Ecco come 2.600 talenti immaginano il nostro futuro: il meglio della Dutch Design Week

Interessanti le sperimentazioni sul tema della riappropriazione di spazi fisici in un mondo che vive il paradosso di essere iperconnesso dai social ma in modo virtuale. Come Chairwave dello Studio Vouw, intrigante sistema di sedie a scomparsa posizionate in spazi pubblici, che si abbassano e si illuminano in modo da stimolare l’interazione reale tra estranei. Ma anche come la divertente The Office Jungle di Ingmar Nieuweboer, struttura geodetica che cerca di trasformare la monotonia dell’ufficio in un momento giocoso, sensoriale e soprattutto sociale.

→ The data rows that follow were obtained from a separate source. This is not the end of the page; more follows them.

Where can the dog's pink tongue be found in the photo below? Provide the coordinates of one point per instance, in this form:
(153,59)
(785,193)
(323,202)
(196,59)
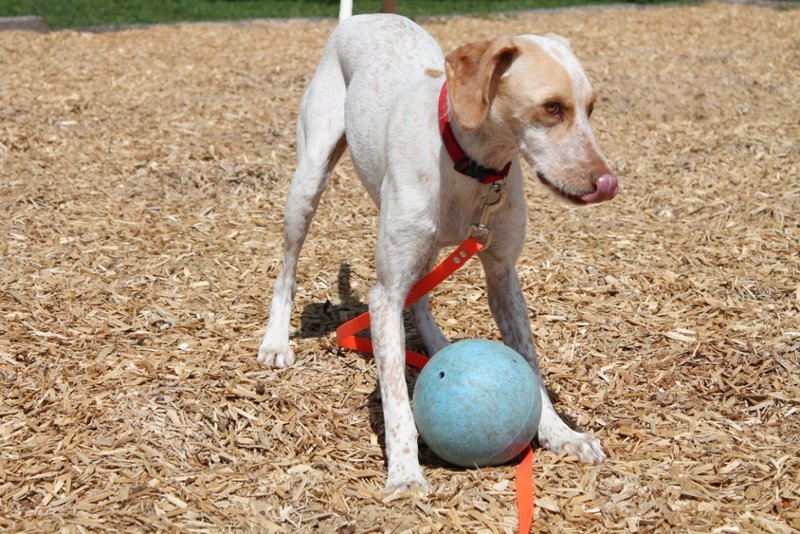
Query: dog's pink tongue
(607,187)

Come trasformare i big data che dominano le nostre vite in materiali? Sfida affascinante alla quale ha cercato di rispondere per esempio il progetto Suslib, di Amir Houieh e Martijn de Heer, esplorazione di come lo spazio fisico di una biblioteca può incoraggiare la condivisione di conoscenza virtuale. Ma anche Sound of a Smart Home, progetto di bachelor della giovanissima Eva van der Born: un oggetto in grado di “raccogliere” tutti i big data degli oggetti di una smart home che dialogano tra loro, trasformandoli in suoni sempre differenti.

Il potere della collaborazione tra culture e discipline differenti è stato invece esplorato tra gli altri da Collaboration O, collettiva di 12 tra artisti e designer, ma anche da Isola Design District, costola del Fuorisalone nata per promuovere nuovi volti del distretto milanese: a Eindhoven ha portato una mostra coi lavori di 35 designer.

Sul versante dell’inclusive design, molto interessante il progetto See-eat-through, set da tavola disegnato da Aurore Brard (designer già presente alla rassegna milanese dell’anno scorso) per chi ha enormi problemi di vista: il bicchiere, per esempio, rende visibile il livello dell’acqua versata grazie al contrasto creato dal colore del calice, mentre le impugnature delle posate ricalcano le diverse forme di cucchiai, forchette e coltelli.

La colossale ex fabbrica di prodotti caseari Campina ha invece ospitato le opere di bachelor e master della Design Academy Eindhoven, nata nel lontano 1955, celebre per il suo approccio non convenzionale e interdisciplinare. Tra gli oltre 180 lavori esposti meritano un cenno il The Mechaphony della newyorchese Colette Aliman, opera di design contestuale che esplora il rapporto tra l’uomo e il suono, ma anche il social design di Microbial Self, ingegnosa serie di maschere ideate dall’austriaca Valerie Daude per misurare la quantità di microrganismi presenti nel nostro corpo illuminandosi di conseguenza.